I use a kong bone that has holes on both ends that I fill with food. Kong products have always help up well for me and I chew like a maniac.









Seriously though, they're great products.


----------



## russ010 (Feb 20, 2008)

So far my 10 week old has demolished everything - except for the fire hose tug. He hasn't quite figured it out yet, but he is trying his best. I made the mistake of buying the "roll-up" style chew treats - big misake! He is wearing half of what is rolled up on the inside. Not to mention that he has gone through one roll ups made for adults in about 2 days.


----------



## mikaK9 (Oct 8, 2007)

Great thread! I'm always looking for new ideas. I definitely feel your pain. My 2 yr old GSD is very much a power chewer and gets his enjoyment out of destroying things. In fact, if a toy has a rope attached, he will go for the rope rather than the other part of the toy, cause he can destroy the rope faster. He has destroyed jolly balls, nylabones, fire hose toys, kongs (yes, even the black extreme xtra large king kongs). He used to just spit the pieces out once he got them off, but occasionally now he will swallow small pieces. I hate seeing that, but I can't find anything he can chew on but not destroy. And I worry about giving him bones (even the nylabones) because I've read about dogs that have cracked teeth on them, and with how much he chews....I don't want to take a chance.

Here's one toy that is not chewable, so no destroying. It's called an "egge." I haven't tried it yet, but I know others whose dogs love it. It's more of a push toy for the dogs. I think some would love it, but I'm undecided for my young boy right now....I'm still trying to figure out whether he'd like it before I buy it.

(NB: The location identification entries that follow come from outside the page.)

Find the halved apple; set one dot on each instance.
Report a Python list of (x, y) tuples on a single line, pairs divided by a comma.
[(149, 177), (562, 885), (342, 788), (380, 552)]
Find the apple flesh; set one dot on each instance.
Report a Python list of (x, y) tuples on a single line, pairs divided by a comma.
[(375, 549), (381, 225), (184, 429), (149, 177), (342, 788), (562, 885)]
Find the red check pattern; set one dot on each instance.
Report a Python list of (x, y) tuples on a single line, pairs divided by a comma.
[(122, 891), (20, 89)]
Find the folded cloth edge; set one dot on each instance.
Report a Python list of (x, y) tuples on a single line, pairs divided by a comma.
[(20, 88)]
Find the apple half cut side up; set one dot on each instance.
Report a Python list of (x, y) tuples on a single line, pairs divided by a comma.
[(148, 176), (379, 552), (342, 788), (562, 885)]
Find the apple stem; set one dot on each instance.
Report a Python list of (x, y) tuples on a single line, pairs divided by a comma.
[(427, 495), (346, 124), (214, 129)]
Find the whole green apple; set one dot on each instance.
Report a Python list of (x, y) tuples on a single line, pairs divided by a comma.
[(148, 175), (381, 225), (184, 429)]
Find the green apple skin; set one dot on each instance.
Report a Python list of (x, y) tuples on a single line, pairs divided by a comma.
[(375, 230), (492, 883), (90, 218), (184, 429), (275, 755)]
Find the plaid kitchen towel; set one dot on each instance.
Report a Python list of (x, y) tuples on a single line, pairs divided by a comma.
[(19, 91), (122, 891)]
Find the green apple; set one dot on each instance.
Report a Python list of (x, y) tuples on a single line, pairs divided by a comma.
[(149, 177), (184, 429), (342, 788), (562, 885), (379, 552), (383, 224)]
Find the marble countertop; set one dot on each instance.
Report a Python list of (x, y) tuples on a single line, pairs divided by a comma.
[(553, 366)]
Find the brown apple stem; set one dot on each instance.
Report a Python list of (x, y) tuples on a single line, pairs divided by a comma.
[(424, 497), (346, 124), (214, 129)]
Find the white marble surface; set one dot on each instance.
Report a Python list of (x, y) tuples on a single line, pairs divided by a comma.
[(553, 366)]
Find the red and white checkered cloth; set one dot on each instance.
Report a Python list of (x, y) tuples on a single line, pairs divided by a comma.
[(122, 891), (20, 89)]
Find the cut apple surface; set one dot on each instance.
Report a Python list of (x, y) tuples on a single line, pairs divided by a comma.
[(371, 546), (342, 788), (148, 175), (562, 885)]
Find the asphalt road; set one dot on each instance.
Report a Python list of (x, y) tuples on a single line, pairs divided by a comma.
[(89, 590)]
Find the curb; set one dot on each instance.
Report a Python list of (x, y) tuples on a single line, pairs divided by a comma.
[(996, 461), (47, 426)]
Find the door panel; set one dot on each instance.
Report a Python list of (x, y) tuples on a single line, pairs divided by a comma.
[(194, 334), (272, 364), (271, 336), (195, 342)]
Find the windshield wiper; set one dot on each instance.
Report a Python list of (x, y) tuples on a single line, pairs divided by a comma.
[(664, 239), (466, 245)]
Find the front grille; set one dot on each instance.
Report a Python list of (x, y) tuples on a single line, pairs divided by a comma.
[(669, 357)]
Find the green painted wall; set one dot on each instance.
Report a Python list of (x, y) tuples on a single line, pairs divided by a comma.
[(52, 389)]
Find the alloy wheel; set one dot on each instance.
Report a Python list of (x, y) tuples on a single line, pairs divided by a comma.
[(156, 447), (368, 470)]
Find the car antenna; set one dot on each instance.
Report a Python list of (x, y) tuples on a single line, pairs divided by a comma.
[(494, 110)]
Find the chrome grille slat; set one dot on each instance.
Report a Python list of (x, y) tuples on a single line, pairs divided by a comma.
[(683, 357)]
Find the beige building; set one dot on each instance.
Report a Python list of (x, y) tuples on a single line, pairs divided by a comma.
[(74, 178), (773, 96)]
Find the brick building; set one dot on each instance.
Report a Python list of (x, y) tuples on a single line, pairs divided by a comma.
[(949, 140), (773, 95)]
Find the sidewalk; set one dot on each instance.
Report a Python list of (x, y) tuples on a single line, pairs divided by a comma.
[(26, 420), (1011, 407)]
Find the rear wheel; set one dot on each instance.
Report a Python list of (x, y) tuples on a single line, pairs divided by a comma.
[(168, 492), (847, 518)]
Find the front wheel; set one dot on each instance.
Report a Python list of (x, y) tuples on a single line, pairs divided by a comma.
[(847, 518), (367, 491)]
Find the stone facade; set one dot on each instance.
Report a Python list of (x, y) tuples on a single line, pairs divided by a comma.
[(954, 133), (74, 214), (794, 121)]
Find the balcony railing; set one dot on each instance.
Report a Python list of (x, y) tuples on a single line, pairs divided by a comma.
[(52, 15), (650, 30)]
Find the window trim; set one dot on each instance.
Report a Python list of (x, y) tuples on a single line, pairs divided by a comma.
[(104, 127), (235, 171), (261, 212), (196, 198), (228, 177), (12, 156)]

http://www.rayallen.com/ramCart/cartFrame.htm 

http://www.elitek9.com/Reward_Toys/index.htm 

There's a few other tough looking toys on both those sites that look good, but I have yet to try. Right now I'm sticking to the black xtreme kongs and similar toys, and just trying to get him to spit out pieces. I figure if he does swallow a small piece though, at least it won't be jagged/hard/sharp like a bone or nylabone.

Sorry - I saw that the link for ray allen won't take you right to the toy page. Their link doesn't change for some reason when you change pages. But if you select products, then toys, it's listed under there. They have the "giant" egge.


----------



## StGeorgeK9 (Jan 5, 2008)

> Originally Posted By: russ010Not to mention that he has gone through one roll ups made for adults in about 2 days.


Yep, my girl can demolish one of those in about 10 or 15 minutes


----------



## LUV_GSDs (Oct 22, 2006)

I have a big plastic egg from JeffersPet.com My old dog used to play with the large ferrit balls but this dog puts holes in the plastic instantly...like a really strong paperpunch. I can't remember what this egg was called but it is about a foot long (maybe more) and large and made of the plastic the ferret balls are made of. the dog goes crazy over this thing; she can't get her mouth on it to bite it.


----------



## LUV_GSDs (Oct 22, 2006)

here's the name of the toy Egge® Dog Toy
I look at it as a human and say what's the big deal but it is a sure cure for boredom in a dog.
http://www.jefferspet.com/ssc/product.as...C&pf_id=0028739


----------